A Comissão de Infraestrutura do Senado aprovou um parecer favorável ao PL 5.017/2019, proposta que mexe em regras de tarifas e subsídios no setor elétrico e pode ter efeito direto na conta de luz.
A tramitação voltou a ganhar tração em julho e, agora, o projeto segue no Senado para novas etapas, com prazo de emendas ajustado em função do calendário do Congresso.
Entidades de consumidores industriais e do mercado livre avaliam que o texto, se confirmado no Congresso, pode pressionar custos do sistema por décadas, com repasses ao consumidor final.
O que o PL 5.017/2019 muda e por que virou alvo de disputa
O PL 5.017/2019 em análise no Senado altera a Lei 10.438/2002 para prever descontos especiais de energia usados em atividades como irrigação e aquicultura.
No debate, o ponto central deixou de ser apenas o desconto setorial e passou a ser o conjunto de mudanças agregadas ao texto ao longo da tramitação.
Críticos classificam essas inclusões como “jabutis”, por ampliarem custos e obrigações sem relação direta com o foco original da proposta.

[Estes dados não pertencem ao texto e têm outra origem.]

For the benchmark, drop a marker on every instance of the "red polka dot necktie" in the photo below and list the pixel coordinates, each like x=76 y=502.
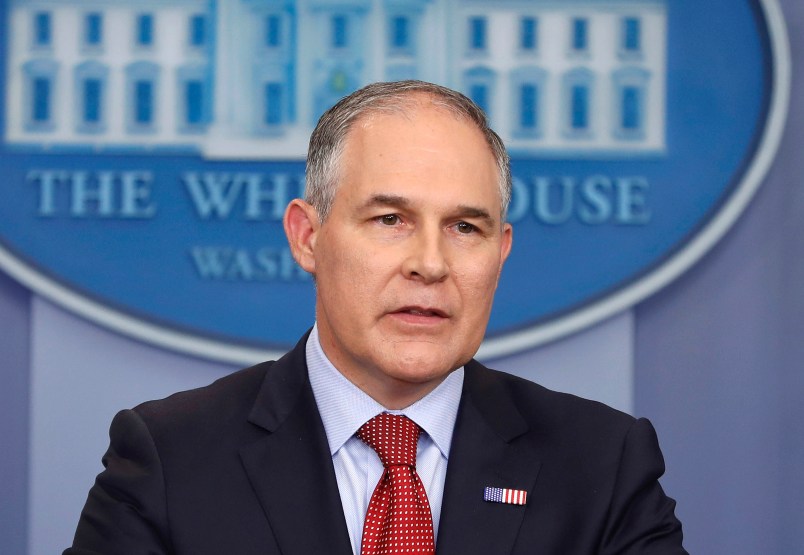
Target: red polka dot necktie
x=398 y=519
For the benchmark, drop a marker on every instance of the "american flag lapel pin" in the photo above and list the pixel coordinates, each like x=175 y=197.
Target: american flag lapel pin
x=505 y=495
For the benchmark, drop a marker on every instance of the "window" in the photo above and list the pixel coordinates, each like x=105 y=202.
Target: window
x=194 y=102
x=40 y=84
x=527 y=86
x=528 y=106
x=631 y=113
x=579 y=112
x=198 y=30
x=630 y=94
x=479 y=94
x=194 y=88
x=90 y=90
x=145 y=29
x=42 y=29
x=632 y=35
x=92 y=101
x=273 y=104
x=580 y=34
x=142 y=87
x=143 y=102
x=93 y=29
x=400 y=33
x=42 y=87
x=340 y=31
x=527 y=33
x=578 y=94
x=273 y=31
x=479 y=86
x=477 y=33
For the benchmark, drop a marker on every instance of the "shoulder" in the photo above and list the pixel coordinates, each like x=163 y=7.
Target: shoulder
x=216 y=411
x=550 y=414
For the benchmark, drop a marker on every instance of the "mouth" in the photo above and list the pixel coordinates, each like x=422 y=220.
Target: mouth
x=420 y=312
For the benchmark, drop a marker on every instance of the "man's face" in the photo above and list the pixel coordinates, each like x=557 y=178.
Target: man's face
x=407 y=262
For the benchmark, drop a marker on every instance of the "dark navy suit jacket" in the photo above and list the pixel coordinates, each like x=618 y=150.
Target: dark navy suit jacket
x=243 y=467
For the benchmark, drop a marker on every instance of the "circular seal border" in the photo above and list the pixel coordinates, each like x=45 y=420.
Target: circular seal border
x=539 y=334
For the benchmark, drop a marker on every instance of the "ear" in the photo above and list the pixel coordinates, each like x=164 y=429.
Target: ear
x=505 y=246
x=301 y=227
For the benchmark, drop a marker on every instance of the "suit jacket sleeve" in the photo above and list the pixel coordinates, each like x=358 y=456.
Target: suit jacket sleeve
x=641 y=517
x=125 y=511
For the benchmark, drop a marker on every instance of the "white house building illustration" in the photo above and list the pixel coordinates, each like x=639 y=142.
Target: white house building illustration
x=249 y=78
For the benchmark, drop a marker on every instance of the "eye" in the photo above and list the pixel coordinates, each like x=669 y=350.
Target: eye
x=389 y=219
x=465 y=227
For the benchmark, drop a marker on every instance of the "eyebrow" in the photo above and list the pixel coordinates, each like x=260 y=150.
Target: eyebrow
x=463 y=210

- Impacto esperado: risco de novos encargos embutidos nas tarifas.
- Disputa política: pressão de setores produtivos de um lado e de entidades de consumidores do outro.
- Efeito prático: tendência de repasse para contas residenciais e empresariais, conforme a estrutura tarifária.

Estimativas de custo: projeção chega a R$ 1,5 trilhão no horizonte de 30 anos
A Abrace (associação de grandes consumidores) divulgou cálculo de que o conjunto de alterações discutidas pode custar até R$ 1,5 trilhão entre 2027 e 2057, caso o texto avance e seja aprovado.
Esse tipo de projeção considera contratos, subsídios e mecanismos que, na prática, podem se prolongar e se incorporar aos componentes da tarifa.
A estimativa não significa um aumento imediato de R$ 1,5 trilhão, mas um custo acumulado ao longo de décadas, dependendo do desenho final aprovado.
- Janela considerada: 2027 a 2057.
- Risco apontado: criação de despesas e subsídios de longo prazo.
- Quem paga: consumidores, via tarifas e encargos setoriais.
Em que estágio está no Senado e quais são os próximos passos
O histórico legislativo do projeto registra que o parecer foi aprovado em comissão e que houve ajuste no calendário de emendas, com o prazo antecipado em 2026 por causa do contexto do recesso ligado à LDO.
Segundo o registro do Senado, o prazo final de emendas foi antecipado de 04/08/2026 para 21/07/2026, associado à ordem do dia eletrônica e dinâmica de sessões do período.
Com o parecer aprovado, a tendência é que a matéria siga para deliberações posteriores dentro do rito do Senado, podendo avançar ao Plenário conforme decisão de liderança e pauta.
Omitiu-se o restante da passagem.